Pensions & Investments reported the following regarding 2018 and prior trends:
CalPERS earned -3.9% in the year, 6.3% for the three years and 5.1% for the five years ended Dec. 31, CEO Marcie Frost told the board for the $348.7 billion pension fund at its meeting Tuesday.
The 10-year return ending Dec. 31 was 7.9%.
In his first presentation to the board, newly named Chief Investment Officer Yu Ben Meng said that based on performance, CalPERS is currently 65% or 66% funded. By comparison, the Sacramento fund was an estimated 71% funded as of June 30.
So the -3.9% 2018 performance also hit the funded amount pretty hard.
I want to key in on the 10-year return of 7.9% as short term variances can always be expected.
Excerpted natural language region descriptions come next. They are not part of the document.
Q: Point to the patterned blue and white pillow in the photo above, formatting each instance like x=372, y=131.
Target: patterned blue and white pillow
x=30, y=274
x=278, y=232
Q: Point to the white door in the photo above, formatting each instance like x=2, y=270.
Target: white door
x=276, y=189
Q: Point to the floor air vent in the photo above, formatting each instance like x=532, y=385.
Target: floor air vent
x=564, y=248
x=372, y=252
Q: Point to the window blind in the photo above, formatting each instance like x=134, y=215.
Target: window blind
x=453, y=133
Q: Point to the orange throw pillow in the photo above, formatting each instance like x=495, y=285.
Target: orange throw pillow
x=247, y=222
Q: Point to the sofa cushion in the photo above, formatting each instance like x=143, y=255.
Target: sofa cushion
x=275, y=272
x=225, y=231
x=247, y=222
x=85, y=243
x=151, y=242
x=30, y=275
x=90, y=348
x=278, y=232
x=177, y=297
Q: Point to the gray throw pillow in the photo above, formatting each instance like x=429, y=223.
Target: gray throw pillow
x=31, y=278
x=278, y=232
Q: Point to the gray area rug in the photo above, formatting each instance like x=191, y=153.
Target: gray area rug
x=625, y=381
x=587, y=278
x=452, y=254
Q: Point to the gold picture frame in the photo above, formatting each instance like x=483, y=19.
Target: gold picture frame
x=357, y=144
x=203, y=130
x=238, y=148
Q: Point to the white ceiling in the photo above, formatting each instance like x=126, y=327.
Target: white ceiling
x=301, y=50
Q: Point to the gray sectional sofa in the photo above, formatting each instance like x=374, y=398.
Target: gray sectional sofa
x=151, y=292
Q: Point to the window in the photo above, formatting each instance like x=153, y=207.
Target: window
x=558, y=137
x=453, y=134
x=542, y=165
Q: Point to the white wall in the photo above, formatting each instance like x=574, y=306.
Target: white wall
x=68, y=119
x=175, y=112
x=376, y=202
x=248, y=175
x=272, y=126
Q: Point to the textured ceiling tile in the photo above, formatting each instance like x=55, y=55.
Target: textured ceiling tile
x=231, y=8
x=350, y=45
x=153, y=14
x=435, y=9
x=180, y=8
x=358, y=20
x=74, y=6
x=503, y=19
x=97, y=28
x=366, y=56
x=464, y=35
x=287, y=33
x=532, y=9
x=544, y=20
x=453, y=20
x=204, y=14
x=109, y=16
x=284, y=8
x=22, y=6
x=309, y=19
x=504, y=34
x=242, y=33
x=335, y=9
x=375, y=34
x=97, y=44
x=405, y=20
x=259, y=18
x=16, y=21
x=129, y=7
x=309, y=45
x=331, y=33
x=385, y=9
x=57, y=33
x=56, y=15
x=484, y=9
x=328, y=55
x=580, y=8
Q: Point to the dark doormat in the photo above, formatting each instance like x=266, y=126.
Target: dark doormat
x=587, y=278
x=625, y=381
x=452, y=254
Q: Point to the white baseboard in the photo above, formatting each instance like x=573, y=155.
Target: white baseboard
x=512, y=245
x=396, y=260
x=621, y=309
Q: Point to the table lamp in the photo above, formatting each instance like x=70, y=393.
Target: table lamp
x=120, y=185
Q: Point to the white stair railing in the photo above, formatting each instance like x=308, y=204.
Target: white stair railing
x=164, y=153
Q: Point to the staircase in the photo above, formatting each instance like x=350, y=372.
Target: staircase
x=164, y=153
With that said, Chief Investment Officer provides some additional information:
CalPERS never fully recovered from massive losses during the financial crisis, which saw its portfolio drop in value by around 25%, but a new wrinkle is that the pension plan has dropped its expected rate of return to 7% from 7.5%. This means that municipalities must pay more in contributions to make up for the increase in unfunded liabilities from the new investment assumptions.
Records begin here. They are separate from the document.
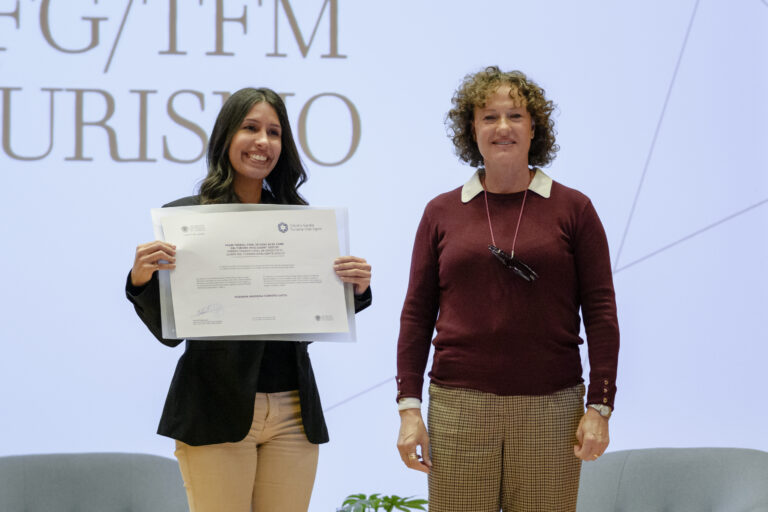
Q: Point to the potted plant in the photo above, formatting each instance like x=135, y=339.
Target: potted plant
x=363, y=503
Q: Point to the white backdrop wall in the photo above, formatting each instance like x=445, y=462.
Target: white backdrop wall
x=662, y=122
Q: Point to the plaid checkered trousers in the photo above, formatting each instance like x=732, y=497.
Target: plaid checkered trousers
x=510, y=453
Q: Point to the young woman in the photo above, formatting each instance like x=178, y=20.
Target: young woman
x=246, y=415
Furthermore, CalPERS’s own investment consultants have concluded that the pension plan on average can only make slightly above 6% a year for the next decade, meaning that the system’s unfunded liability could get even worse in the next few years.
CalPERS 10-year return of 7.9% is higher than both the 7% and 7.5% returns. One might think that CalPERS is being to conservative with their 7% expectations.
However, Money and Markets adds even more context:
Stephen Jones, a financial and economic analyst who works in New York City, tracks the formulas that several market wizards have disclosed. He recently updated his numbers through Dec. 31, 2018, and shared them with me. Buffett, Shiller, and the other boldface names had nothing to do with Jones’s calculations. He crunched the financial celebrities’ formulas himself, based on their public statements.
Shiller’s P/E10 predicts a 2.6% annualized real total return.
Buffett’s MV/GDP says minus 2.0%.
Tobin’s “q” ratio indicates minus 0.5%
Jones’s Composite says minus 4.1%
It looks like there is a distinct possibility that CalPERS 7% expectations is too aggressive. If Stephen Jones' analysis proves out to be correct, California will have some tough decisions to make.